Thursday, 26 May 2011

A Photocopied Heart

I lost my heart yesterday.
Left, accidentally I think, on the last bus heading out of town and to the horizon. I thought the bus was empty, but then at the back I saw a time traveller, lost halfway to yesterday. She was crying, and her tears were like tiny universes caressing her cheeks, glittering and leaving only trails of stardust where her sorrow used to be. I wanted to catch one of those tears in a vial, so whenever I was alone I could hold it to the light, or cup it to my chest where my heart was and feel it shine. I could drink it, and replace my missing organ with a galaxy of supernovas.
But I didn’t catch a tear, and I left my heart on the last bus heading to the horizon.
I think that girl must have lost a lover. A time traveller, so her other half could have been Time itself, with his hourglass and his notepad, counting down the days to day’s end. It takes a broken heart to cry like that, not just a misplaced one. But it takes time to heal a heart, so I don’t know where that leaves her. Perpetually broken, a tribute to all things left behind.

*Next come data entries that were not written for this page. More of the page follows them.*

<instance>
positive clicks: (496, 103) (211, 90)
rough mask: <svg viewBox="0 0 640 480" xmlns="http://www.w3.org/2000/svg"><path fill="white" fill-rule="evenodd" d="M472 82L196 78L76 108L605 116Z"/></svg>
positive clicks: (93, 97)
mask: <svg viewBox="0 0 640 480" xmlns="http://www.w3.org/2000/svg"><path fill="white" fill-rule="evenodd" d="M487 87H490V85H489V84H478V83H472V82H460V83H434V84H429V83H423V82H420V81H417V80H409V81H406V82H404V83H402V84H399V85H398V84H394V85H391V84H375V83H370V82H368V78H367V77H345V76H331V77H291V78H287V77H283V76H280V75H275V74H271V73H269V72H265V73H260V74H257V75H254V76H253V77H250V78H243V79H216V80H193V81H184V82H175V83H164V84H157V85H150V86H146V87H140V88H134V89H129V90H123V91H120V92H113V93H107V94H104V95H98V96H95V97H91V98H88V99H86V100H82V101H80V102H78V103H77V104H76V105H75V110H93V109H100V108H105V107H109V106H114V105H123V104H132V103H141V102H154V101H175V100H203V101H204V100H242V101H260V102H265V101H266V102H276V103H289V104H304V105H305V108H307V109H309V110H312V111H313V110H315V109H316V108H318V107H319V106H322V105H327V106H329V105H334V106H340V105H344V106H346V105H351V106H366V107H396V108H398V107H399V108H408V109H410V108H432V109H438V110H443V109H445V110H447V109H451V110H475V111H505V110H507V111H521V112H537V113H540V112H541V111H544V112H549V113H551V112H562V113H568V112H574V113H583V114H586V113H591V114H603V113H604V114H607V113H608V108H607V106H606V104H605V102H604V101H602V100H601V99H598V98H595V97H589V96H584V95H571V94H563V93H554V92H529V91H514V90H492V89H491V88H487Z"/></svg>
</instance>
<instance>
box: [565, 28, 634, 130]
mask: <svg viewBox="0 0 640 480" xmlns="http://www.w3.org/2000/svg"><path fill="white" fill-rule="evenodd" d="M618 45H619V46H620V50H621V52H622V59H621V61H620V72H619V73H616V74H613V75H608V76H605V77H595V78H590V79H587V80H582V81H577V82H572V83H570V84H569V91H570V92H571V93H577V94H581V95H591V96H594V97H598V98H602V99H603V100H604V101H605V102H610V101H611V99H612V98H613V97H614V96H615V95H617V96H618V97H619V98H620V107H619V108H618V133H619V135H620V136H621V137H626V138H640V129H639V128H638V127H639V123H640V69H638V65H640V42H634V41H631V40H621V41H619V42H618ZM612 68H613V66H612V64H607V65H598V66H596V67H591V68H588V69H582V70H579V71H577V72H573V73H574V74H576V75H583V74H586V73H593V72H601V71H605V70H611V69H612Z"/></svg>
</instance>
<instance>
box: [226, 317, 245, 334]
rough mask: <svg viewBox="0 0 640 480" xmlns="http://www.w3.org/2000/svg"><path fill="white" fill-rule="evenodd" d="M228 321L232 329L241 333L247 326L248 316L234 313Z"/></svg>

Today, I went to the bus stop with missing posters of my missing heart. Photocopied hearts and I stuck them with glue and oily fingerprints to every spot that would hold them. I handed them out to the lost and the desperate, and those people that tend to find themselves at bus stops where all the buses leave and don’t come back. I think I found the driver of the bus I was on, but I wasn’t sure because every time he spoke his faced changed, like every word he said made him a different person. With my stack of photocopied hearts I painted that bus stop contrast black ink on white, and when the sun went down and the wind picked up, the steady whistling made the bus stop feel a heart. The passengers, looking around in a kind of wonder, considered their surroundings, a heart inside a heart, and me with my stack of paper, and a hole in my chest where my heart used to be.

When dawn came, I had no more paper in my stack, but all the passengers heading into the horizon had a glimpse of my photocopied heart and a whispered promise to hold eyes open and keep the heart safe for me, should it be found.
I sat on a bench, and had to keep digging my fingers into the wood grain to keep from floating away. I was too light now. I didn’t know that hearts were like anchors, but I suppose it makes sense. I thought again about the time traveller with the great unknown contained inside her tears. I wondered if she saw me somewhere between her idea of yesterday. I wondered if she found my heart.
“Yes,” she said, “I did.”

And there she was, standing next to me, her cheeks still glittering with stardust and the cracks in her face cleaved by a lover lost. In her hand she held my heart, bloody and pumping, red and once lost, sluggishly inviting me to hold it. I took it off her. It felt cold, and on the surface I could see where her tears had struck it, and painted space on the muscles that kept my blood pumping. It fit just like the last piece in a puzzle, and felt like it too, perfect and accomplished. The hole in my heart closed over, and then the skin stretched back into place, leaving only a tiny ruby on the surface to show where it had once been opened. My feet held tight to the ground, and my brain didn’t worry anymore, and my photocopied hearts went out into the world anyway and kept the beat going.

And the girl disappeared as soon as I looked up to thank her, but I suppose time travellers do that.